The funniest and most frustrating thing about this summer’s step into the breech is the one part of the body that they treated and completely got all the cancer out, this part of my eye called Meckel’s Cave, the area behind the eye, that is the part of my body that’s hurting the most! I’ve got the phantom pain! Like when someone has their leg cut off and it still hurts. Except this is from nerves in my eye that make it difficult to chew and feel like someone someone is stepping on my face all day. This is such a lesson. A lesson in what it means to fight this thing. To really go after it in order to live a life with family and loved ones. Sometimes you’re going to do something and it’s going to hurt and not feel better. And the pain will in fact be a sign of success. A sign that I need to carry into the world.

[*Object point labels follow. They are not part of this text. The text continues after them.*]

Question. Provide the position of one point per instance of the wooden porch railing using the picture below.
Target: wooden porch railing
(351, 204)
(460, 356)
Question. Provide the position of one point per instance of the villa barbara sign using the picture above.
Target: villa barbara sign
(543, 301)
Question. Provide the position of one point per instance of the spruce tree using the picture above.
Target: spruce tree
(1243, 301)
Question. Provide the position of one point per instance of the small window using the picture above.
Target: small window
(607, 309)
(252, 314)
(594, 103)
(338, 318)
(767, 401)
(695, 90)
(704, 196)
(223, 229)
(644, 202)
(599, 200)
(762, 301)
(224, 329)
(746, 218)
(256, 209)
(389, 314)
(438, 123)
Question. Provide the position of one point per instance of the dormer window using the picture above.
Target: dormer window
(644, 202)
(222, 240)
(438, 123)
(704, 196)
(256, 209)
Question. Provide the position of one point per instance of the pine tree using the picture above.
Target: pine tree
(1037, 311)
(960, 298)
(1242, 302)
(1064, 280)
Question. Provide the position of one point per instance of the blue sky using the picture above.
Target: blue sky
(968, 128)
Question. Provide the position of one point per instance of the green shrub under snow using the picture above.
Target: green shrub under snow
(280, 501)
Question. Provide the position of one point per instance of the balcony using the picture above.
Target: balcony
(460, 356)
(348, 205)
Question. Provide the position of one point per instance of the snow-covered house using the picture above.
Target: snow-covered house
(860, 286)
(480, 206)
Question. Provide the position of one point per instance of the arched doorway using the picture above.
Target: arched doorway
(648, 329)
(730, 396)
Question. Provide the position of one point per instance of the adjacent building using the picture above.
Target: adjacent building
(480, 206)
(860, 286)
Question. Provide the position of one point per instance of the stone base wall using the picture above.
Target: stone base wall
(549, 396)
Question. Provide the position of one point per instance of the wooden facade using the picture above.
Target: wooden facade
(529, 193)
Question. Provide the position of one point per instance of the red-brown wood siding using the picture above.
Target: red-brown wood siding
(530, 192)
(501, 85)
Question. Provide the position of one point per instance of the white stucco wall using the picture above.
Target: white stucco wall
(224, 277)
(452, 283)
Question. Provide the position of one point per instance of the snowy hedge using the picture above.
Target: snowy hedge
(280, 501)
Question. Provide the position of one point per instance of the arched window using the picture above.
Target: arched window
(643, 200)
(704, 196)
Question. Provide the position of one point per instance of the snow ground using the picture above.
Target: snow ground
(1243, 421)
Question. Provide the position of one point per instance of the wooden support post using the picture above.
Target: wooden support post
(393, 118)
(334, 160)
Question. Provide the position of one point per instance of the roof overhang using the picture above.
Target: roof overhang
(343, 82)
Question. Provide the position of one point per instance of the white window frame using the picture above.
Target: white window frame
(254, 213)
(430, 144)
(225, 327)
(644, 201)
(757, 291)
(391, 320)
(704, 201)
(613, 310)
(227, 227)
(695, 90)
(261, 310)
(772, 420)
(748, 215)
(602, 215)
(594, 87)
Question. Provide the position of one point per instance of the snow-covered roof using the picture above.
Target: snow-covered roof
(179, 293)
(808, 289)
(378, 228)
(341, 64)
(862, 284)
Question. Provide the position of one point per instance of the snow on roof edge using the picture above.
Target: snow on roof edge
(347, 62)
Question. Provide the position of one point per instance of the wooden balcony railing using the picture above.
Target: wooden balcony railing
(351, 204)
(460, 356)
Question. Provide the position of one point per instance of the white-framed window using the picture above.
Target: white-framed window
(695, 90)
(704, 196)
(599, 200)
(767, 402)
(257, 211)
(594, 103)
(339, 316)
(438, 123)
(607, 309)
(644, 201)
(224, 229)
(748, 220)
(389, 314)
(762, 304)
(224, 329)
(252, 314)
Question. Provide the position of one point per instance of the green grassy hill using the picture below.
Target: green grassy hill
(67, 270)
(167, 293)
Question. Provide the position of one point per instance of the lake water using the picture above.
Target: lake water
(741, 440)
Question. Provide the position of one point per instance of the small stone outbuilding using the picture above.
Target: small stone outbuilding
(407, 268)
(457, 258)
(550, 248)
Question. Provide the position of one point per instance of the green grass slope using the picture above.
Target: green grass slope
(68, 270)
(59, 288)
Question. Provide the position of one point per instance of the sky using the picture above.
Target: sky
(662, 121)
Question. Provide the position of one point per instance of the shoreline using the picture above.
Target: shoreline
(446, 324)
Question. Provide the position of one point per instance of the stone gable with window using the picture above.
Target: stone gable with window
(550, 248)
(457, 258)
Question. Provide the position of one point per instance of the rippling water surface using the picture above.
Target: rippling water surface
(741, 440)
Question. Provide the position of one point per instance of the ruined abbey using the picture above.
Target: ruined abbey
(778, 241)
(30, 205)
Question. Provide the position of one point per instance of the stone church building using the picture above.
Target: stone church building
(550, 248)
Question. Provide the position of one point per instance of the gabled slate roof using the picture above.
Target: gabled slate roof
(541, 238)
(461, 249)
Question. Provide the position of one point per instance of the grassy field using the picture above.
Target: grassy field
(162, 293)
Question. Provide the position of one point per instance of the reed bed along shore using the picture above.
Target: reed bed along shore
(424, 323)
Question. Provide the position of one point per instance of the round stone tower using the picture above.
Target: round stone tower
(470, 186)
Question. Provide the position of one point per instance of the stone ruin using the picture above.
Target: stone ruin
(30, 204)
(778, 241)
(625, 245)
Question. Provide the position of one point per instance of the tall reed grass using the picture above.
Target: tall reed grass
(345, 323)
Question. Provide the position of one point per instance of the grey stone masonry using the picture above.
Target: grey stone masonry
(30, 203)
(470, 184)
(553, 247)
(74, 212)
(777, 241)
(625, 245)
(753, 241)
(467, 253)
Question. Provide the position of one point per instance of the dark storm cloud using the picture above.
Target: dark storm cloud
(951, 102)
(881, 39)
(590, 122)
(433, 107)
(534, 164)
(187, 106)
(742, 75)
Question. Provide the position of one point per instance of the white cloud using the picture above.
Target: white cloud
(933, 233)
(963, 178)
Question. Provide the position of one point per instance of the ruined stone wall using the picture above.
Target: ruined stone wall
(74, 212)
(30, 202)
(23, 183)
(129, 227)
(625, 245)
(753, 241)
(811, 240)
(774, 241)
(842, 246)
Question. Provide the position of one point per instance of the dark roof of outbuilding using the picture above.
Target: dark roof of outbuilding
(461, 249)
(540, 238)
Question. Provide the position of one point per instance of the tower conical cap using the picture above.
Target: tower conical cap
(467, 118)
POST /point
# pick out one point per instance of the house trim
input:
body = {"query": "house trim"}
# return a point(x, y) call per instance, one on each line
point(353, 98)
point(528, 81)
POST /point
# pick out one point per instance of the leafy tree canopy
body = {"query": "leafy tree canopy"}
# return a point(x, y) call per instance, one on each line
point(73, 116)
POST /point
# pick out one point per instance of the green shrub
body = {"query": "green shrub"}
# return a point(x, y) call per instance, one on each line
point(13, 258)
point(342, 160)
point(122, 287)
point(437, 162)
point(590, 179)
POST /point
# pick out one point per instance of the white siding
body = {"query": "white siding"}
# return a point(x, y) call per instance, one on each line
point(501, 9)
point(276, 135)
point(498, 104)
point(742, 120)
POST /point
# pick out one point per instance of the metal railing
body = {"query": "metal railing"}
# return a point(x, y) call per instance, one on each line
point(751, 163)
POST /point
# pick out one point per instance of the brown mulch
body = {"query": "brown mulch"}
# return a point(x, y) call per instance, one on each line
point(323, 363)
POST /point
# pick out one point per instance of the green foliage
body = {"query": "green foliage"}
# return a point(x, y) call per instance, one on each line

To let people know that if I can handle it, me, in all my weakness, then you can handle it too.
That’s the most effective treatment there is. The knowledge of the ones who have come before. I’ve been blessed this week to be reminded of my community of survivors and how it’s growing every minute. I got an email from one of my mom’s cousins last night. She is starting chemotherapy today and wanted to start reading my blog before she started. What a gift she gave me. Hopefully my small words will give her some sort of comfort.
I saw another dear friend just celebrated a year from her last treatment. There was a video on Facebook of her beautiful face getting strapped into a mask that would make it impossible to move her head and neck. I know those masks well. I’ve used them twice and have got to go in on Monday for a 35 minute session in another one. She reminded me that some days we’ve just got to live. “We gotta keep smiling and being grateful,” she said. Truer words were never spoken.
And then I got the most wonderful message of all. It was out of the blue. A person I’ve met along the way asked if Jaimie and I wanted a quick vacation to their mountain house in Flat Rock, NC last weekend. We would have taken it, but we were already at the beach in another friend’s house for the week. She asked me how I was, and I told her I was nervous because I was doing another round of radiation. She said that she was a big fan of radiation. That you go in
and magic beams come out. Her husband died about six months ago. The kindest man one could ever meet, and I only knew him for about forty-five minutes.
What would that woman have given to have her husband be going in for radiation treatment in a couple of days. What would she give to have him be alive on the couch at the beach. Some days we’ve just got to live. Somedays we’ve just got to deal with the bills and the details. Because that means we’re still here. And while we breathe, we hope. And we can be with the ones we love. Even if it does require a little extra paper work.